We recommended that the Provincial Development Council, formulate a plan


that is more realistic and implementable. Additional appropriations for
programs that are not yet implemented should not be released to avoid
accumulation of idle funds.

Further evaluation should be undertaken because Municipal and Barangay


governments may not be interested in implementing the 20% PDF for piecemeal
projects, considering that they also have their own 20% development fund to
attend to.

xviii. Optimal utilization of the Special Education Fund (SEF) was not fully achieved
as some of the Programs, Projects and Activities budgeted for the year with total
appropriation of Php56,279,979.18 were not fully implemented.

We therefore recommended to fast track the implementation of the above


mentioned projects so that these can be used by the intended beneficiaries. The
Provincial Local School Board should exercise their mandated functions as
provided in Sections 98 & 99 of the Local Government Code 1991.

xix. The issuances of check in the total amount of Php7.693million to different


suppliers as payment for the purchases of goods and properties were
acknowledged by a collection receipts instead of sales invoices as the principal
evidence required under Revenue Regulations No. 18 – 2012 dated October 22,
2012 and Revenue Memorandum Circular No. 2 -2014 dated January 13, 2014.

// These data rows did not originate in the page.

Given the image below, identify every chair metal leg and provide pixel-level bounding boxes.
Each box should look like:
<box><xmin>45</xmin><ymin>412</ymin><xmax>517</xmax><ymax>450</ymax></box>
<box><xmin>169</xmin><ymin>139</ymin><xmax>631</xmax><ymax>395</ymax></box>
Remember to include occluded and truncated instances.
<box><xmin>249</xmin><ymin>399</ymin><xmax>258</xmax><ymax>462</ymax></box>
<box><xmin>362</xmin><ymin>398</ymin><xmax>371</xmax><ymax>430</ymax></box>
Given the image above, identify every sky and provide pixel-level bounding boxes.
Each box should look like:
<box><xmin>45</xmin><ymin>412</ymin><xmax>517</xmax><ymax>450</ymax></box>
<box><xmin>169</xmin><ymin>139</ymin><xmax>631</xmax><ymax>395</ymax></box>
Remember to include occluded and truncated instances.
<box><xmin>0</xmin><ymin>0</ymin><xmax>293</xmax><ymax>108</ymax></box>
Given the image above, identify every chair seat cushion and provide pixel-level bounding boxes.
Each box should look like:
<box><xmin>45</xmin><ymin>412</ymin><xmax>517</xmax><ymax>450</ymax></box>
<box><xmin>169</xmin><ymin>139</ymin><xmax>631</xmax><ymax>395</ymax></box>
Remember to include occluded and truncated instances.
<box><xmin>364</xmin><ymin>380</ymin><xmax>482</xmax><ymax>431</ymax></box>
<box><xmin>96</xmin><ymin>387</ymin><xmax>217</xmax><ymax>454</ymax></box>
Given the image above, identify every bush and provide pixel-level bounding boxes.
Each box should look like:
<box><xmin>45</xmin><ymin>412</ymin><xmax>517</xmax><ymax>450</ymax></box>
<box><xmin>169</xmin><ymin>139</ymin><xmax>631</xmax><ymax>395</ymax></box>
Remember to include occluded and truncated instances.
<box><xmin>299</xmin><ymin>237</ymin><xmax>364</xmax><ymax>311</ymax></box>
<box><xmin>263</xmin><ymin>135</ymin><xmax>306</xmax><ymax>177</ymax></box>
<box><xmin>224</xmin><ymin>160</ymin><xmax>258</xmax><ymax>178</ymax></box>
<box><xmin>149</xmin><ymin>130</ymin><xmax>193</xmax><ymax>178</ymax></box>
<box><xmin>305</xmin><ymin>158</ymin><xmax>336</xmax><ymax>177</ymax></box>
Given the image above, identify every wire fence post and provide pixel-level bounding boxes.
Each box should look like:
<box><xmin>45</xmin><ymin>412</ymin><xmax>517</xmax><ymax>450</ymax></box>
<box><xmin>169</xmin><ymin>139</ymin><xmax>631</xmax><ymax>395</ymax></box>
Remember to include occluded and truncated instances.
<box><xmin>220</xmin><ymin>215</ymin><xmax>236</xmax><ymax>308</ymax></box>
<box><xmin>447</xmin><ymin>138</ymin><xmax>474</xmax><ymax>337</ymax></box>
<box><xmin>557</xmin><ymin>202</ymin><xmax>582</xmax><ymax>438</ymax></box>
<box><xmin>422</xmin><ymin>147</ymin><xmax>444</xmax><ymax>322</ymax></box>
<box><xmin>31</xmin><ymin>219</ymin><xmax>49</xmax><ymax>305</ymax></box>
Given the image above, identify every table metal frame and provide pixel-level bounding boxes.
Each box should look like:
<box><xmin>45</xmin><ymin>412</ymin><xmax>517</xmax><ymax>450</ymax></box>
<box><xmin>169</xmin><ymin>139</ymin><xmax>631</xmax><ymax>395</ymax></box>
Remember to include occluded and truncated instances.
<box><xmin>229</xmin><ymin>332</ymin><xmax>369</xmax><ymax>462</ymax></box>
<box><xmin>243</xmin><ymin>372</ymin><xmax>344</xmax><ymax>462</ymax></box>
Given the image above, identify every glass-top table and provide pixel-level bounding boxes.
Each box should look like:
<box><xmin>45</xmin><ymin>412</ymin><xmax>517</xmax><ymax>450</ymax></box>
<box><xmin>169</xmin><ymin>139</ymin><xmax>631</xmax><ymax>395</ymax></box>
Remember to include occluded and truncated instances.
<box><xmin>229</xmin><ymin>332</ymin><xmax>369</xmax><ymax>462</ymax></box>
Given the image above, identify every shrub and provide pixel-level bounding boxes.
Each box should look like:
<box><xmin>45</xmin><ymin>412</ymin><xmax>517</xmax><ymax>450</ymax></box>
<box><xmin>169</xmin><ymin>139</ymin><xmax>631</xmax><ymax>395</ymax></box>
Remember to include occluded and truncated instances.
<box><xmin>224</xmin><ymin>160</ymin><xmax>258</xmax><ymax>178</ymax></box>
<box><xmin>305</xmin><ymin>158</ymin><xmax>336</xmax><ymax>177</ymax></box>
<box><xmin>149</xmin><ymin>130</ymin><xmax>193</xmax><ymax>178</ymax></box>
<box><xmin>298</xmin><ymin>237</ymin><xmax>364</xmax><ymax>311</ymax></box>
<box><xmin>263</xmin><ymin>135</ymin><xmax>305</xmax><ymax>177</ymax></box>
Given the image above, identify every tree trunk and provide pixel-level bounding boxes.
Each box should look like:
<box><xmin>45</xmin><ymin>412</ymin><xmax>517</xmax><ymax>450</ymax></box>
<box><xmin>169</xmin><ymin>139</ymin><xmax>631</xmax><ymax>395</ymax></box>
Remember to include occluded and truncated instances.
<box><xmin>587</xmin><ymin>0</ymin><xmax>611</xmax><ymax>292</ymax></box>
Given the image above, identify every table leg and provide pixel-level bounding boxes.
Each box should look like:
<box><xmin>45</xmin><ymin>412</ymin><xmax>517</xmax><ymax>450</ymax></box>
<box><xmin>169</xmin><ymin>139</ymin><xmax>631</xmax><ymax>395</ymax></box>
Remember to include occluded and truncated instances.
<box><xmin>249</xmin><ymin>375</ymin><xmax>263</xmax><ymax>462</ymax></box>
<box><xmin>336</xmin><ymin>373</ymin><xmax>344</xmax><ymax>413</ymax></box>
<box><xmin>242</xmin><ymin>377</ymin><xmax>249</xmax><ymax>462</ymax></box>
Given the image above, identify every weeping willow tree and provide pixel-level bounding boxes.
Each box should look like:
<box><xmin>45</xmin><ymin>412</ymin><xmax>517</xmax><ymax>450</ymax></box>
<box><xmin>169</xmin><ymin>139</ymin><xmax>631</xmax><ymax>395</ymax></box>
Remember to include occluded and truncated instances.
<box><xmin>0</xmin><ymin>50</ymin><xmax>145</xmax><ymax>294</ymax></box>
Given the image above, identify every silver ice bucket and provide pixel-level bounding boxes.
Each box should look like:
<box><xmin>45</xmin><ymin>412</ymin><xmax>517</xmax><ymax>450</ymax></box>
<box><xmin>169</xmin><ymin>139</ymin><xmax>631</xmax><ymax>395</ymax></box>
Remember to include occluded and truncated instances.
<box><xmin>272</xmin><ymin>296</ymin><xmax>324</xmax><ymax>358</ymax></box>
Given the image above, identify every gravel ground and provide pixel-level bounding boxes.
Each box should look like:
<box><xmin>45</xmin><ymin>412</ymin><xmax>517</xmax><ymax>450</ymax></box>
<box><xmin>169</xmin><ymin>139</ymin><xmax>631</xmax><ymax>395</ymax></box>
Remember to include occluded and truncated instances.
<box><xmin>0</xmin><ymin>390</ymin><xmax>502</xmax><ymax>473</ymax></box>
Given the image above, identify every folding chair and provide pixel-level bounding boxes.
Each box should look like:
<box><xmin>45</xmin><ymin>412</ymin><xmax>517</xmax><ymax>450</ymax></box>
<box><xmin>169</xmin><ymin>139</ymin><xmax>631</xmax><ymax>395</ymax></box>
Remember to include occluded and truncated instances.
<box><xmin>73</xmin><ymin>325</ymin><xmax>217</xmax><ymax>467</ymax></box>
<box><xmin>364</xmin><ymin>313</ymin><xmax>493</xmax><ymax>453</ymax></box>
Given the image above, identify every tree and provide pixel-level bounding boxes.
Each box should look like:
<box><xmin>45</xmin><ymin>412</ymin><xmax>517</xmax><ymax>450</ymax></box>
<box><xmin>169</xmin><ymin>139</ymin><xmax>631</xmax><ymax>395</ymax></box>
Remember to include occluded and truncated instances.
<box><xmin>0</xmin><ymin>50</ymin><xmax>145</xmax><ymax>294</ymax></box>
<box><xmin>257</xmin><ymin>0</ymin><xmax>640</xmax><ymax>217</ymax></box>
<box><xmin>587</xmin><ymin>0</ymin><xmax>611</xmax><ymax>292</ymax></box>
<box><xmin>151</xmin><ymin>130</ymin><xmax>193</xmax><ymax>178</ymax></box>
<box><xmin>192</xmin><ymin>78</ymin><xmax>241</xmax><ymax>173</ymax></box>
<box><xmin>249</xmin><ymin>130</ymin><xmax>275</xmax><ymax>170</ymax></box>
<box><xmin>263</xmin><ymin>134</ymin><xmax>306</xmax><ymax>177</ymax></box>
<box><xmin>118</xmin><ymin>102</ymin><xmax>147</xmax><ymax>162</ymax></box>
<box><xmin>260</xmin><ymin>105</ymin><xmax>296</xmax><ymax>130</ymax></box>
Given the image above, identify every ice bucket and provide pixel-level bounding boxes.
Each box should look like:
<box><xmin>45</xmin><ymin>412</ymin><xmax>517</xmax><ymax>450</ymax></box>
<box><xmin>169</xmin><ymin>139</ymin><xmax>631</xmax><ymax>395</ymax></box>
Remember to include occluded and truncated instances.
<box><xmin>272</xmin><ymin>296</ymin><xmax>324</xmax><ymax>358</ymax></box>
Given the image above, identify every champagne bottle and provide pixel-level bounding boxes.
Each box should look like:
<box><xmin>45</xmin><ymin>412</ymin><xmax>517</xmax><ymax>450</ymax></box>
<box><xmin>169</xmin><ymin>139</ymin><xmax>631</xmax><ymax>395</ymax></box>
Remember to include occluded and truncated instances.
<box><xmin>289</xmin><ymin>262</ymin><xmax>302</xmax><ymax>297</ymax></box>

We recommended to advice the Disbursing Officer thru the Provincial Treasurer


to release check for payment of goods, properties and/ or services only when
acknowledged with a principal receipt by the supplier.

xx. The Gender and Development (GAD) Database/Sex-Disaggregated Data


maintained by the GAD Focal Point System lacks significant amount of data
and was not updated up to the Calendar Year 2018, defeating the purpose of the
Philippine Plan for Gender-Responsive Development 1995-2025. Hence,
casting doubts on the reliability of the Gender-responsiveness of the
Programs/Projects and Activities of the Provincial Government.

We recommended that the Management strengthen the GAD Focal Point


System. Exhaust the resources needed to gather the data to be filled in the
database, and coordinate with other national government agencies for sources.
Make sure that the accompanying data for CY 2019 and subsequent years are
regularly incorporated and updated every now and then.

F. Summary of Total Suspensions, Disallowances, and Charges

7. Audit suspensions amounting to Php20,039,161.06 remained unsettled as of


December 31, 2018 contrary to Sections 5.4 and 7.1.1 of COA Circular No.
2009-006 dated September 15, 2009.

Audit Action Beg. Balance Issued Settled Ending Balance


January 1, 2018 December 31, 2018
Suspensions 20,149,121.99 1,908,595.31 2,018,556.24 20,039,161.06
Disallowances 185,028.57 - 185,028.57 -
Charges - - -
Total 20,334,150.56 1,908,595.31 2,203,584.81 20,039,161.06

G. Statement on the quantity/number of recommendations implemented,


partially implemented and not implemented for the current year.

8. Out of the 22 audit recommendations in CY 2017 AAR, seven (7) were fully
implemented and 15 were partially implemented. Three (3) of the partially
implemented recommendations are reiterated in Part II of this report.